Miriel was said even before her death to have the Sight, and now she worked for Vaire. Surely she knew.

"They return to you sooner than you think."

**Notes:**

Miriel Therinde and Indis are, obviously, the first and second wives of Finwe, and Findis and Ingalaure (i.e., Finarfin) are Indis's only children to stay in Valinor.
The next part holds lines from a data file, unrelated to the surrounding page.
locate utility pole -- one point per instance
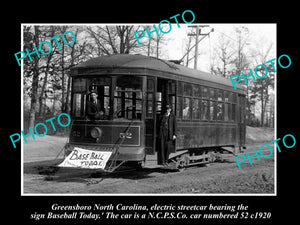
(197, 34)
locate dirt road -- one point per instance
(42, 177)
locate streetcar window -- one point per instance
(204, 104)
(196, 109)
(186, 109)
(204, 109)
(226, 111)
(220, 109)
(149, 105)
(205, 92)
(213, 111)
(128, 98)
(179, 88)
(179, 107)
(196, 91)
(220, 105)
(187, 90)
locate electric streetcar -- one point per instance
(132, 90)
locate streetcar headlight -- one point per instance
(96, 132)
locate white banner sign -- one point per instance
(84, 158)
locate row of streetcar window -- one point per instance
(195, 102)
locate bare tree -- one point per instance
(113, 39)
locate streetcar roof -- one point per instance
(126, 61)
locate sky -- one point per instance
(177, 39)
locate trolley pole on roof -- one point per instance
(198, 32)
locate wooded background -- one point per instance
(47, 85)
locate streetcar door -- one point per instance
(150, 119)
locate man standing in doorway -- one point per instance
(166, 135)
(94, 109)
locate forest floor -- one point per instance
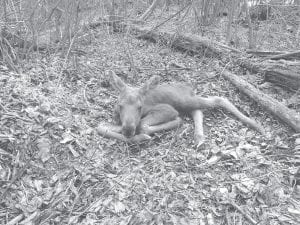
(62, 172)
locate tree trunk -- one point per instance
(149, 11)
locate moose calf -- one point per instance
(154, 108)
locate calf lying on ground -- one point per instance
(154, 108)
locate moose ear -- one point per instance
(150, 84)
(116, 81)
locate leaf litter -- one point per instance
(55, 169)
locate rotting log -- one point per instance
(264, 53)
(289, 55)
(288, 116)
(283, 77)
(188, 43)
(276, 73)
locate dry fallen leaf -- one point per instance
(44, 146)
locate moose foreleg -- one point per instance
(159, 118)
(198, 123)
(148, 129)
(115, 133)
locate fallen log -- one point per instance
(289, 55)
(188, 43)
(276, 73)
(264, 53)
(288, 116)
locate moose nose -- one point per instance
(128, 131)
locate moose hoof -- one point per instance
(139, 138)
(199, 140)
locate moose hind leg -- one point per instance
(159, 118)
(219, 102)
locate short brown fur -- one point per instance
(153, 108)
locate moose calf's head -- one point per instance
(130, 103)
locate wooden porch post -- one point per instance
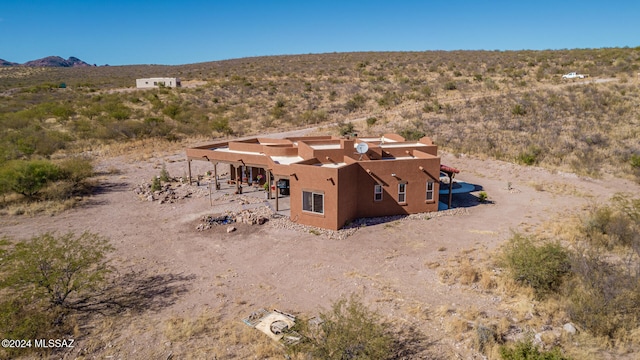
(238, 179)
(268, 184)
(215, 175)
(450, 189)
(277, 196)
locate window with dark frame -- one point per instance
(402, 193)
(377, 192)
(430, 187)
(313, 202)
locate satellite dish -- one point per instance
(362, 148)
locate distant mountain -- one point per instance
(7, 63)
(49, 61)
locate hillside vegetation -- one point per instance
(512, 106)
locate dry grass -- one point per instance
(505, 105)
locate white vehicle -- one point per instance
(574, 76)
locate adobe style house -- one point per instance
(335, 180)
(149, 83)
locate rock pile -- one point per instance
(254, 216)
(169, 192)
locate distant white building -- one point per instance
(157, 82)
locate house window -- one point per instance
(313, 202)
(429, 190)
(377, 192)
(402, 193)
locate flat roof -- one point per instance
(325, 146)
(227, 150)
(377, 139)
(387, 145)
(331, 165)
(286, 160)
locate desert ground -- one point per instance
(395, 265)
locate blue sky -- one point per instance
(124, 32)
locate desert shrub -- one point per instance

I figure that Mandos would keep Feanor and his sons until the Dagor Dagorath, if only to prevent violence breaking out when the leaders of the Kinslayers are re-housed. The descendants of Indis probably will be, if much later than we would assume. (Finrod obviously got a deal worked out if he's out with his father by the time the Silmarillion was written.)


	11. Cajole

**Cajole**, vb., (1) _to persuade with flattery or gentle urging, coax_ or _to obtain from someone by gentle persuasion_ (2) _to deceive with soothing words or false promises_

"_Please_," Beril begged. "I will do _anything_."

"There is nothing you can offer me, so hush."

"_Please._"

Andreth rolled her eyes, then scolded herself for impatience. "Will you calm yourself, Beril? All you are doing right now is making me irritable. – No one intends to hinder your betrothal, and me least of all. Please, go about your business, and leave me to mine."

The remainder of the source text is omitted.